L’esodo dei malati al nord, la Campania paga oltre 300 milioni di euro ogni anno alle regioni Lombardiam Veneto ed Emilia per curare i suoi cittadini-pazienti
C’è un esercito di pazienti campani che per motivi di salute vanno a curarsi in strutture sanitarie pubbliche della Lombardia o del Veneto o dell’Emilia Romagna. La loro scelta è dettata da efficienza o competenza o altri qualità della sanità regionale del Nord che forse non vedono in Campania. I viaggi della salute però non sono gratis. Costano alla sanità regionale campana 318 milioni di euro. È questo il prezzo che i campani pagano sull’altare della cosiddetta “mobilità sanitaria passiva” ovvero la somma che la regione Campania paga ad altre strutture sanitarie pubbiche di altre regioni per le prestazioni rese ai suoi cittadini. La Campania è sistemata in fondo alla classifica della efficienza della sanità o se vi piace di più alla percezione di efficienza di funzionamento. Ed è per questo che i pazienti si fanno curare altrove (Veneto e Lombardia in primis) con una spesa di oltre 318 milioni di euro l’anno.

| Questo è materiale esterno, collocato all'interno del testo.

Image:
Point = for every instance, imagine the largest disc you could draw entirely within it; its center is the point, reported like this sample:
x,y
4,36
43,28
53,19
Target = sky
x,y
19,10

La Campania è in buona compagnia sotto questo profilo. Tutte le altre regioni del Centro Sud registrano tutte performance negative, saldi negativi, che pesano sui bilanci e vanno ad arricchire le tre regioni del Nord che rimpinguano le loro casse col danaro ricavato dalle prestazioni sanitarie ai pazienti del Sud. E le regioni del Nord che incassano miliardi di euro dalle regioni del Sud sono Lombardia, Emilia Romagna e Veneto. Per capirci sono le regioni che (per ragioni che forse prescindono anche dalla politica) rivendicano l’autonomia differenziata. Sono soldi. E i soldi non hanno colore politico. Con l’autonomia differenziata la fuga di pazienti da Sud verso Nord aumenterebbe considerevolmente. E così la sanità del Sud sarebbe sempre meno efficiente e godrebbe sempre di meno fiducia, favorendo la fuga dei pazienti verso nord e arricchendo la sanità pubblica del nord. L’88% del saldo attivo delle risorse sanitarie pubbliche (parliamo di circa l’80 per cento delle risorse di bilancio di ogni regione) vengono incamerate da Emilia Romagna, Lombardia e Veneto. Questi numeri si possono leggere in un report della Fondazione Gimbe.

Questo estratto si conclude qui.